Während vieler seiner Freunde bereits in andere Länder emigriert sind, bleibt Scott der Heimat nicht zuletzt auch wegen seiner Familiensituation treu. „Südafrika ist ein sehr gewalttätiges Land mit einer korrupten Regierung, aber es ist auch meine Heimat. Die Menschen hier haben sich ein hohes Maß an Resilienz zugelegt, weil man sonst nicht überlebt.“ Mittlerweile ist Scott Vater seines Sohnes Sam, wodurch sich auch sein Leben entscheidend verändert hat. „Ich bin eine sehr öffentliche Person und kann meine Familie natürlich nicht im selben Ausmaß präsentieren. Die Leute lieben es, wenn sie ein paar private Einblicke bekommen, aber man darf es nicht übertreiben und muss klare Grenzen ziehen.

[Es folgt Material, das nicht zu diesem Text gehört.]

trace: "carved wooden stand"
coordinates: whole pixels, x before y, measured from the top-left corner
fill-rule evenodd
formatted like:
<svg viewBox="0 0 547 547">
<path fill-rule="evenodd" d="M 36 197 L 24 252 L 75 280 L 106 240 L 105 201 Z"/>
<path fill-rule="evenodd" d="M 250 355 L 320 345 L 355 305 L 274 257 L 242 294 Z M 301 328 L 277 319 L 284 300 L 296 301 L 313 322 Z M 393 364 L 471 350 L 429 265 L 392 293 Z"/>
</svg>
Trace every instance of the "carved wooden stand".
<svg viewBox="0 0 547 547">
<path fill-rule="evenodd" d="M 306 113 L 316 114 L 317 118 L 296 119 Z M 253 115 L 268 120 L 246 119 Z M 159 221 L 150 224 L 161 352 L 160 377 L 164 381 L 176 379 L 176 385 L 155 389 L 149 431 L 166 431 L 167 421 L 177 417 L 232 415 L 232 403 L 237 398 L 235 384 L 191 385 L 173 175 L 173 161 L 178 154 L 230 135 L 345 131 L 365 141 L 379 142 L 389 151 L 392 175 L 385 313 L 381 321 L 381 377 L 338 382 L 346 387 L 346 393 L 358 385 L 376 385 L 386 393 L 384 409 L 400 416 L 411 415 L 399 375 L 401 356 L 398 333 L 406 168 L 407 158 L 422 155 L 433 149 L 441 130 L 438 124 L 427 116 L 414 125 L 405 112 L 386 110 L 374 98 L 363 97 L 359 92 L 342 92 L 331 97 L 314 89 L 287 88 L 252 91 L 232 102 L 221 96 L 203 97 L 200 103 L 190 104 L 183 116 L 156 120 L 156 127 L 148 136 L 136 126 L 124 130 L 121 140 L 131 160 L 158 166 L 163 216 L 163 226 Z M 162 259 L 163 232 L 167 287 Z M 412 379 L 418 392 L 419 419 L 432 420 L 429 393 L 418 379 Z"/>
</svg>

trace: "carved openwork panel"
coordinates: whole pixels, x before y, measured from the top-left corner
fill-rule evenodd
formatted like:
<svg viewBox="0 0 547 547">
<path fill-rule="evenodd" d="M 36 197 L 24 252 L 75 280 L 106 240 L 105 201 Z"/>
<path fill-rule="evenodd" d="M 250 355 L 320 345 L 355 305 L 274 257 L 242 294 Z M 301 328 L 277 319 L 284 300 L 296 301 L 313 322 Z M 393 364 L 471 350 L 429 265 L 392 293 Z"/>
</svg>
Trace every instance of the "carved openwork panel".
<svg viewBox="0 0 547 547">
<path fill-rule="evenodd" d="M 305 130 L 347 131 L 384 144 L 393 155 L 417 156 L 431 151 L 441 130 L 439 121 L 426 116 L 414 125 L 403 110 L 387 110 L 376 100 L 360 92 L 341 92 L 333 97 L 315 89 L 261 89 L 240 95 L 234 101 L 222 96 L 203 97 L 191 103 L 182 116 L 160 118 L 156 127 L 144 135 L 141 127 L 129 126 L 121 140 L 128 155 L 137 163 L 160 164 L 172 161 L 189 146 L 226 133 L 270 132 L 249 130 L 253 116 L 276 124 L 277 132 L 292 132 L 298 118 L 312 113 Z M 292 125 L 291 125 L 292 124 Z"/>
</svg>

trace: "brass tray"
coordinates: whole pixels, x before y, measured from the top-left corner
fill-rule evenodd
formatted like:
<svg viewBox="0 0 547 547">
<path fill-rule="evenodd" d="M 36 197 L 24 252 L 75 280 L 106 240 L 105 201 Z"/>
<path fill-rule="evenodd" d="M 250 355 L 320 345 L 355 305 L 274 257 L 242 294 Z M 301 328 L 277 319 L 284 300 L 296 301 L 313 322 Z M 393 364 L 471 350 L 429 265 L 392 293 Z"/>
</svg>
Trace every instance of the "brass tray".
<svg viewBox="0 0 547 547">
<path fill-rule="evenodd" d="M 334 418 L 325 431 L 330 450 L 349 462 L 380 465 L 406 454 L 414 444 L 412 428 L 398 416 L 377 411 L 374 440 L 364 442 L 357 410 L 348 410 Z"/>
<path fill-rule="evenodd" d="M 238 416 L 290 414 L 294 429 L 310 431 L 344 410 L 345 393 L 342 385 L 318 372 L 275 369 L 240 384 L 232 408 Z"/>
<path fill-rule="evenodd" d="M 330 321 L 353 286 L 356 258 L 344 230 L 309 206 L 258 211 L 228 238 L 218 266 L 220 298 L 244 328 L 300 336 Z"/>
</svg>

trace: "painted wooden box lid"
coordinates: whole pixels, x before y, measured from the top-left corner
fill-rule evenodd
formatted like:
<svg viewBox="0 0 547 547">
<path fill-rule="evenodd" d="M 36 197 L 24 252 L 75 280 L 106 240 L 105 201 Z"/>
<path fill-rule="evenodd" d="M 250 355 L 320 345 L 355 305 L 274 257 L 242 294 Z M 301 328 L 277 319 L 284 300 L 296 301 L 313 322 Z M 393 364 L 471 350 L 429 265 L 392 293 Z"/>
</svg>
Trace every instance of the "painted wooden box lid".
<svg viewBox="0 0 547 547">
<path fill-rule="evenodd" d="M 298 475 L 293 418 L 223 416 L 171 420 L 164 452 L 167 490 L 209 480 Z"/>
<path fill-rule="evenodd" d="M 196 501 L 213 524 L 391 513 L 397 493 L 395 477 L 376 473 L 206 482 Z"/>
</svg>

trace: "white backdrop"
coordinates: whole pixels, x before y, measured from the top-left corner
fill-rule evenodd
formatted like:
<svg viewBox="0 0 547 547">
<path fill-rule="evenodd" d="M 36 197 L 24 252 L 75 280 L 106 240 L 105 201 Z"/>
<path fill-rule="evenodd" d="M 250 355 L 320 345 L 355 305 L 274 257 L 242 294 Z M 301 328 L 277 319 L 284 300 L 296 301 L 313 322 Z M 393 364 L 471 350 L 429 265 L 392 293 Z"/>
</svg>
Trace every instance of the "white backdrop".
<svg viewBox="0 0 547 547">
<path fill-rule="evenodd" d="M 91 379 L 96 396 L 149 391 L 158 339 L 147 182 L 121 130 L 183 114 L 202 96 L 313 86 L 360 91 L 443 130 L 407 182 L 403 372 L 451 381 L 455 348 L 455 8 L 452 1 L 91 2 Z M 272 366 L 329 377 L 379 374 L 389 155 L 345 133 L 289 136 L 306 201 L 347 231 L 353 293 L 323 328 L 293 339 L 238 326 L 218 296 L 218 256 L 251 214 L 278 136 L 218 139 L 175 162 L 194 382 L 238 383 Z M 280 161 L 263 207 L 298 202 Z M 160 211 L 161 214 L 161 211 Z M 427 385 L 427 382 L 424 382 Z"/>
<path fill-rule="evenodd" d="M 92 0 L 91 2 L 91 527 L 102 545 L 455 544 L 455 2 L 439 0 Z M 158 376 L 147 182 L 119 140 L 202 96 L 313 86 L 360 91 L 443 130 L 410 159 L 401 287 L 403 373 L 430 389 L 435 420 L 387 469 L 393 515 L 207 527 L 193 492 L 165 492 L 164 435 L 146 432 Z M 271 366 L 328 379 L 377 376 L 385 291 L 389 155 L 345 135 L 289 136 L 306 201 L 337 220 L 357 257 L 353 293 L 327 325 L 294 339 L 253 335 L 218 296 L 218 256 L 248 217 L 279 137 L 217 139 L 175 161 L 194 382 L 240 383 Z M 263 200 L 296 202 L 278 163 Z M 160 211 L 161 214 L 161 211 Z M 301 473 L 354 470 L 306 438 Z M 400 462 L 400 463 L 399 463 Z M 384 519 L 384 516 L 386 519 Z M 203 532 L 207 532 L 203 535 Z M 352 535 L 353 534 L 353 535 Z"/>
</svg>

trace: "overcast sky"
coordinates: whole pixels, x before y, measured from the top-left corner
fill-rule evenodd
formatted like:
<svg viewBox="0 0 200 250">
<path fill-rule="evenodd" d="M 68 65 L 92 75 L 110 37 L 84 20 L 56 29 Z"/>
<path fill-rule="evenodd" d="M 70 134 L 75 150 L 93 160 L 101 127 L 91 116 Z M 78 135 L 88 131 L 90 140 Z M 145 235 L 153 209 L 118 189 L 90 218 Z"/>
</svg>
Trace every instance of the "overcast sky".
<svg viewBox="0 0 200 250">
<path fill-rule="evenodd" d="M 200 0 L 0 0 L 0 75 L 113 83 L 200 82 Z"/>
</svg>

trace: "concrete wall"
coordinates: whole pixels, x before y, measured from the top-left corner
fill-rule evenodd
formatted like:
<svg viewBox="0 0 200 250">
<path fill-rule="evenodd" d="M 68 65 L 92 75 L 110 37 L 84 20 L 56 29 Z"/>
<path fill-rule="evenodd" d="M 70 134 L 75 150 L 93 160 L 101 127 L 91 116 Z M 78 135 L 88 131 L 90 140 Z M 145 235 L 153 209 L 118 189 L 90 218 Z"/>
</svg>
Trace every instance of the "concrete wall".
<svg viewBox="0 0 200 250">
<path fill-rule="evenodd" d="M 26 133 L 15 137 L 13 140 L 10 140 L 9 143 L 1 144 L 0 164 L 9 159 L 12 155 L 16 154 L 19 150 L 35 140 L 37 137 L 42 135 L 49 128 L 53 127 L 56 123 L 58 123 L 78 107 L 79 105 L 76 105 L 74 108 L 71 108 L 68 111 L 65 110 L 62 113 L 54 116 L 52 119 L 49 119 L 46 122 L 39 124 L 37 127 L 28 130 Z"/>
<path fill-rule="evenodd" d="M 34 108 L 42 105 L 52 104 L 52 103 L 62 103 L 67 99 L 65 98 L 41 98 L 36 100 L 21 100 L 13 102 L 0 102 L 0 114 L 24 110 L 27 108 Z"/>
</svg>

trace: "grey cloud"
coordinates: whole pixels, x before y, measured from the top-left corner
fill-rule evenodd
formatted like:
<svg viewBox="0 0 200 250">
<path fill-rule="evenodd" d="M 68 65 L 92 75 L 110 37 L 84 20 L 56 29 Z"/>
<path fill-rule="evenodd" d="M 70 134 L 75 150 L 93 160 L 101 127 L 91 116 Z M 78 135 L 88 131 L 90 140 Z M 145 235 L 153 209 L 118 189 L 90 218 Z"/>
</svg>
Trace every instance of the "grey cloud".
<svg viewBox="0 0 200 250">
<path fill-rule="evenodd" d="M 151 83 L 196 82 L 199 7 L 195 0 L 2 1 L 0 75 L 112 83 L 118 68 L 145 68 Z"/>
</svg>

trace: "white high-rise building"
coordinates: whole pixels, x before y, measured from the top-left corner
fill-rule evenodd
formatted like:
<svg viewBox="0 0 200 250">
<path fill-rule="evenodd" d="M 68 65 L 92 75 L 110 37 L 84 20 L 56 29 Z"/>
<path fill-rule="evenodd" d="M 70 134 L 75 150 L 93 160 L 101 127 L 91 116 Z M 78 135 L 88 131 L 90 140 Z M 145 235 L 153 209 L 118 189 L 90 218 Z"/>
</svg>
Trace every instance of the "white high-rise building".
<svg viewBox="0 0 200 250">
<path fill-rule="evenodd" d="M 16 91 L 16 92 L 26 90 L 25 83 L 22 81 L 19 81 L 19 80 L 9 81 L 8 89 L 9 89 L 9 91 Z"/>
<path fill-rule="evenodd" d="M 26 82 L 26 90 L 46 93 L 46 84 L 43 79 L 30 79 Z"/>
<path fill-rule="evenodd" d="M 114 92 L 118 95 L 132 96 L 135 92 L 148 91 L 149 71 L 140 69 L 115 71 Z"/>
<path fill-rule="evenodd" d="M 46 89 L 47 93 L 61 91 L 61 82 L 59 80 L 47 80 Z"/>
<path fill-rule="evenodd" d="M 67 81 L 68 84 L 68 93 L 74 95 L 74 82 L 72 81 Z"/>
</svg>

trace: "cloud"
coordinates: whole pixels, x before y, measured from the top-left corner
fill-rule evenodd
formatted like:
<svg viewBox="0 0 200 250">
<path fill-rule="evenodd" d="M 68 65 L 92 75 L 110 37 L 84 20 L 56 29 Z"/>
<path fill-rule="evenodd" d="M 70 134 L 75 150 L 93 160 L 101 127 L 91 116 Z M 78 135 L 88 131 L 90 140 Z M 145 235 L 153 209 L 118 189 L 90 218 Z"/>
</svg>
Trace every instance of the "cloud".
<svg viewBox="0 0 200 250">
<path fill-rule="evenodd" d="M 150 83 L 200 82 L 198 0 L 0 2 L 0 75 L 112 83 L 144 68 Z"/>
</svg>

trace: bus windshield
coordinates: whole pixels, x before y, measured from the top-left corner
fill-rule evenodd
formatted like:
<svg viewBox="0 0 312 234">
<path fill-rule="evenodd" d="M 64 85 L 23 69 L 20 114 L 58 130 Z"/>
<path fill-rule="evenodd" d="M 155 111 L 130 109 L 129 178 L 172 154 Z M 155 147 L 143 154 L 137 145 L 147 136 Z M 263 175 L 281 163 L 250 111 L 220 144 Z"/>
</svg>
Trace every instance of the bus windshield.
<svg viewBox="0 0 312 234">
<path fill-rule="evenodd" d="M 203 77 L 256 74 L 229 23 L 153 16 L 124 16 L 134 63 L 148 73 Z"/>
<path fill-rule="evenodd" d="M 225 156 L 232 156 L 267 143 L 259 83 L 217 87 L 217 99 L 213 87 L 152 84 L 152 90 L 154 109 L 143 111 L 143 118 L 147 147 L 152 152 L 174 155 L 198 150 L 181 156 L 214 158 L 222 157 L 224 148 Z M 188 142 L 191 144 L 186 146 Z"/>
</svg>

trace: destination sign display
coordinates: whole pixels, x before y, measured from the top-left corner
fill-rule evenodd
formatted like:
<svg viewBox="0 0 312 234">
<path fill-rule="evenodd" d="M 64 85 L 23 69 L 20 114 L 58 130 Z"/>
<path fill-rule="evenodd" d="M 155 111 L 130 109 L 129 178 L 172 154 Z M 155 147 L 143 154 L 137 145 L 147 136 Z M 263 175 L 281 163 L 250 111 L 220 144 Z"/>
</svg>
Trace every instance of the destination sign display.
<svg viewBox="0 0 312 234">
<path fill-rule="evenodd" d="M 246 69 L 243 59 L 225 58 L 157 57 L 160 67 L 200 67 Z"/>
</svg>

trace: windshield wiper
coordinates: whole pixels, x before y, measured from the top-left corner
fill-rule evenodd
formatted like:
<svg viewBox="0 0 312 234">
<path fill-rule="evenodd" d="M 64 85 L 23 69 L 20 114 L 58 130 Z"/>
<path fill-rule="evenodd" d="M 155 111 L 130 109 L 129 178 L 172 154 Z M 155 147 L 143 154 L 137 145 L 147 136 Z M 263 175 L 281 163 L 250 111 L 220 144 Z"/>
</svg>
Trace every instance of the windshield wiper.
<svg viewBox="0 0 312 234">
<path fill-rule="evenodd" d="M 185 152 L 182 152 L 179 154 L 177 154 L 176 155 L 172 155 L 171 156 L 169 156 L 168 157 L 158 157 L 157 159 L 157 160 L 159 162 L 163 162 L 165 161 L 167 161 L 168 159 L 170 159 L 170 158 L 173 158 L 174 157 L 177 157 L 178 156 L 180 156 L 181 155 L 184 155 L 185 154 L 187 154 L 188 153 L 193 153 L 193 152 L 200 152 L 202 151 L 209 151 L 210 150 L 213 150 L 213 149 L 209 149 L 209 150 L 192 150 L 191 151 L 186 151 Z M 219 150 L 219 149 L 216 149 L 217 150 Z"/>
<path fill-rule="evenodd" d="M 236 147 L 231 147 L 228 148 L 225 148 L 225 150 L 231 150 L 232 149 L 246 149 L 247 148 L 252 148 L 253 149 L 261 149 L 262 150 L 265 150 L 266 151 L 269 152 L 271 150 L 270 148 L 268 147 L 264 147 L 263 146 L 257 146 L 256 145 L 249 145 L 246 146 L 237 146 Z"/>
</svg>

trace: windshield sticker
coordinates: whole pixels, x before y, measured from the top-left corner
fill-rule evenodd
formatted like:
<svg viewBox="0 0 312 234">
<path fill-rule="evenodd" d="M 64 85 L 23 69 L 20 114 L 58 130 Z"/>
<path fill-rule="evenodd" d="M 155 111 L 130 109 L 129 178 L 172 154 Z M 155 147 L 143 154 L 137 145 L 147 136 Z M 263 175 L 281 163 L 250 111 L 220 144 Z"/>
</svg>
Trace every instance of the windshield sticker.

Im Endeffekt bin ich auch froh, dass ich erst bekannt wurde, als ich schon in meinen frühen 30ern und meine Persönlichkeit bereits entwickelt war.“

Einnahmen an Karitatives
The Kiffness setzt sich immer wieder für die LGBTQ-Community ein, hat mit Songs Geld für die Ukraine im Krieg gegen Russland gesammelt und spendet aktuell auch die Streaming-Einnahmen des „Eating The Cats“-Songs an das Tierheim „Clark County SPCA“ im amerikanischen Springfield. Offensiv politisch wie vor seinem großen Durchbruch will er heute aber nicht mehr werden. „Als Vater sehe ich die Welt heute auch aus anderen Augen. Ich bereue nichts, was ich produziert habe, aber ich mache mir definitiv viel bewusster, woran ich arbeite und was ich dann veröffentliche. Jeder Mensch verändert und entwickelt sich im Laufe des Lebens. Ich würde als Familienvater jedenfalls nicht mehr riskieren, dass sich die ganze Politik meines Landes gegen mich stellt.“

Live in der Wiener Arena
The Kiffness tritt heute Abend, 29. September, in der Wiener Arena auf. Das Konzert ist bereits seit Wochen restlos ausverkauft.